The P80 is not simply the new motor developed for the first stage of ESA’s Vega small launch vehicle. It is a multidisciplinary demonstrator to validate advanced technologies which could later be applied to Ariane 5’s boosters.
The most obvious change is to the booster casing. It is made of filament wound graphite epoxy, a technology largely used on smaller motors for civilian launchers as well as ballistic missiles. Much lighter than the stainless steel currently used on Ariane boosters, it provides a dramatic increase in payload capacity.
Other improvements in the motor include a new design of igniter with a simplified architecture, also using a carbon-fibre case.
The P80 nozzle looks like a shorter version of the EAP nozzle but its design was revised to achieve more simplicity, incorporate fewer elements, and reduce production costs. New thermal insulation material and a narrower throat improve the expansion ratio and overall performance. The new type of flexible joint makes it a lot easier to steer and has allowed the replacement of heavy hydraulic actuators by much lighter electromechanical ones for thrust vector control.
“There are lots of challenges on this test”, says Stefano Bianchi. “As on every maiden firing, there is also a lot to learn.”
Preparing for Vega
The firing test is planned for 30 November at around 15:00 UTC/GMT (12:00 local time, 16:00 CST/Paris). The timing will depend on wind conditions, to make sure the cloud resulting from the exhaust will not drift over populated areas.
The test will last about 100 seconds, with the motor delivering some 200 tonnes of average thrust.

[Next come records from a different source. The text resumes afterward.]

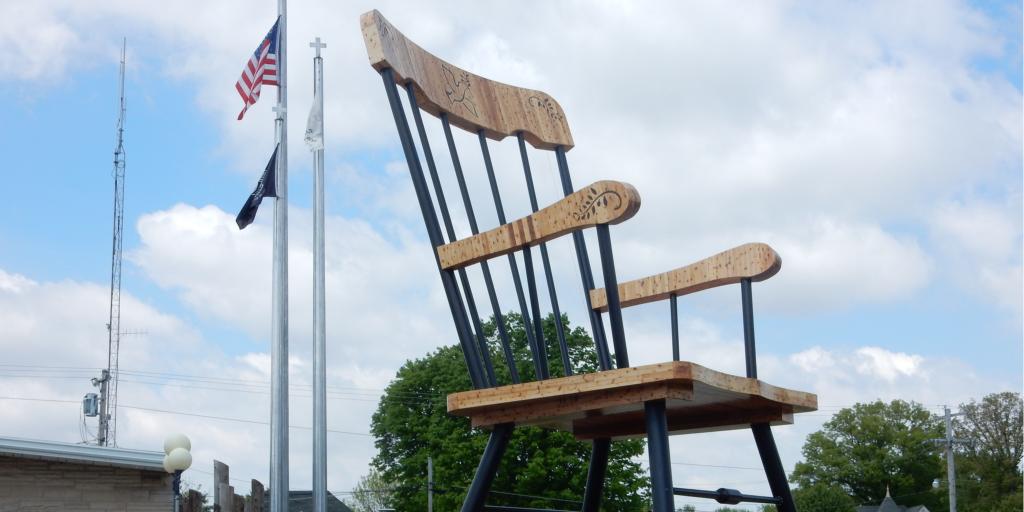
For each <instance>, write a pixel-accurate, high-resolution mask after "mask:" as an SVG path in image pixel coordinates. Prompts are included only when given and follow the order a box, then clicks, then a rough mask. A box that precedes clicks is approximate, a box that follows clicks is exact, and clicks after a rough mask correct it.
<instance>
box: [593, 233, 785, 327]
mask: <svg viewBox="0 0 1024 512" xmlns="http://www.w3.org/2000/svg"><path fill="white" fill-rule="evenodd" d="M781 268H782V258H780V257H779V255H778V253H776V252H775V250H774V249H772V248H771V247H770V246H768V245H767V244H744V245H741V246H739V247H734V248H732V249H729V250H728V251H723V252H721V253H718V254H716V255H714V256H712V257H710V258H706V259H702V260H700V261H697V262H696V263H691V264H689V265H686V266H683V267H680V268H676V269H675V270H670V271H668V272H663V273H658V274H654V275H648V276H647V278H641V279H639V280H633V281H629V282H626V283H622V284H620V285H618V297H620V303H621V304H622V307H629V306H636V305H639V304H646V303H648V302H654V301H657V300H665V299H668V298H669V297H670V296H672V295H673V294H675V295H677V296H679V295H686V294H690V293H695V292H699V291H702V290H708V289H710V288H715V287H720V286H725V285H733V284H736V283H739V282H740V281H741V280H744V279H749V280H751V281H753V282H758V281H764V280H767V279H768V278H771V276H772V275H775V274H776V273H778V271H779V270H780V269H781ZM590 300H591V307H593V308H594V309H595V310H598V311H606V310H607V309H608V297H607V296H606V295H605V293H604V289H603V288H598V289H597V290H591V291H590Z"/></svg>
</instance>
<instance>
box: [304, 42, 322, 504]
mask: <svg viewBox="0 0 1024 512" xmlns="http://www.w3.org/2000/svg"><path fill="white" fill-rule="evenodd" d="M309 46H310V47H311V48H314V49H315V50H316V56H315V57H313V101H314V104H313V110H314V112H313V113H311V114H310V118H311V119H310V123H311V124H315V125H316V126H310V127H307V129H306V132H307V141H309V139H310V138H309V135H313V136H312V140H313V141H314V143H315V145H314V147H316V148H315V151H314V152H313V175H314V178H313V179H314V186H313V188H314V189H313V512H327V321H326V317H327V316H326V314H327V305H326V300H325V295H326V290H325V284H324V273H325V269H324V258H325V251H324V142H323V140H324V59H323V58H322V57H321V54H319V50H321V48H326V47H327V45H326V44H324V43H323V42H321V38H318V37H317V38H316V39H315V40H314V41H313V42H311V43H309ZM316 110H318V112H316ZM310 130H311V131H312V133H310Z"/></svg>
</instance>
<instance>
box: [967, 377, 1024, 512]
mask: <svg viewBox="0 0 1024 512" xmlns="http://www.w3.org/2000/svg"><path fill="white" fill-rule="evenodd" d="M959 411H961V413H963V416H959V417H957V418H956V419H955V422H954V424H953V434H954V437H956V438H957V439H964V440H968V441H971V442H970V443H957V444H956V445H955V455H954V456H955V461H956V490H957V499H956V505H957V509H958V510H961V511H963V512H982V511H985V512H1009V511H1018V512H1019V511H1020V510H1021V503H1022V502H1024V495H1022V483H1021V481H1022V480H1021V479H1022V476H1024V475H1022V474H1021V455H1022V449H1024V445H1022V444H1024V432H1022V424H1024V413H1022V402H1021V395H1020V393H1011V392H1004V393H993V394H989V395H987V396H985V397H984V398H982V400H981V401H980V402H978V401H974V400H971V402H970V403H962V404H961V407H959Z"/></svg>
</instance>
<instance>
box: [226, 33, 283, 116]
mask: <svg viewBox="0 0 1024 512" xmlns="http://www.w3.org/2000/svg"><path fill="white" fill-rule="evenodd" d="M280 23H281V18H280V17H279V18H278V20H276V22H274V23H273V27H271V28H270V32H268V33H267V34H266V37H265V38H263V41H262V42H261V43H260V44H259V46H258V47H257V48H256V51H254V52H253V55H252V56H251V57H249V61H248V62H246V66H245V68H243V69H242V77H241V78H239V81H238V82H236V83H234V89H236V90H238V91H239V95H240V96H242V100H243V101H245V103H246V104H245V106H243V108H242V112H240V113H239V119H240V120H241V119H242V116H245V115H246V111H248V110H249V108H250V106H251V105H254V104H256V100H257V99H259V90H260V87H261V86H263V85H273V86H276V85H278V24H280Z"/></svg>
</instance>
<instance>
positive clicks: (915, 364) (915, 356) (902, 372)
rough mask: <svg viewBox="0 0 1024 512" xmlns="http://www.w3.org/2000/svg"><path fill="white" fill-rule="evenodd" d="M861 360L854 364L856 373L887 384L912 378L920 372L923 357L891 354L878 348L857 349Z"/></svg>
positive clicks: (923, 357) (863, 347) (903, 353)
mask: <svg viewBox="0 0 1024 512" xmlns="http://www.w3.org/2000/svg"><path fill="white" fill-rule="evenodd" d="M857 356H858V357H860V358H861V360H860V361H859V362H857V364H856V368H857V372H858V373H860V374H863V375H865V376H867V377H869V378H870V377H879V378H882V379H885V380H887V381H889V382H892V381H894V380H896V378H897V377H903V376H905V377H913V376H915V375H918V373H919V372H920V371H921V364H922V361H923V359H924V357H922V356H920V355H910V354H905V353H902V352H892V351H889V350H886V349H884V348H880V347H862V348H858V349H857Z"/></svg>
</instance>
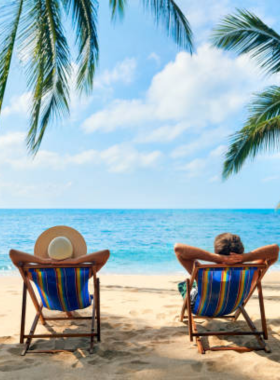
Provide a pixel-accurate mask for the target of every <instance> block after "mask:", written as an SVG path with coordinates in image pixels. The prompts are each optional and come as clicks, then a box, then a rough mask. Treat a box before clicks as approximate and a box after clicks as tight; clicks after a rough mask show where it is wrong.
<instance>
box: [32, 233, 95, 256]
mask: <svg viewBox="0 0 280 380" xmlns="http://www.w3.org/2000/svg"><path fill="white" fill-rule="evenodd" d="M86 254H87V245H86V242H85V239H84V238H83V236H82V235H81V234H80V233H79V232H78V231H76V230H74V228H71V227H67V226H55V227H51V228H49V229H47V230H46V231H44V232H43V233H42V234H41V235H40V236H39V237H38V239H37V241H36V243H35V246H34V255H35V256H39V257H41V258H43V259H47V258H49V257H51V258H52V259H55V260H65V259H68V258H70V257H79V256H84V255H86Z"/></svg>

Developed under a separate programme managed by an integrated team led by CNES, the French space agency, on behalf of ESA, the P80 is the last of Vega’s motors to undergo static firing. The Zefiro 9 and the Zefiro 23, due to power the third and second stages of ESA’s small launch vehicle, were test fired in December 2005 and June 2006 respectively, at Italy’s test centre in Salto di Quirra, Sardinia.
After the 30 November test, it is planned that each of the three motors will undergo an additional static test before the maiden flight of the Vega launcher, which will complement Ariane 5 and Soyuz in the small satellite segment of the launch market.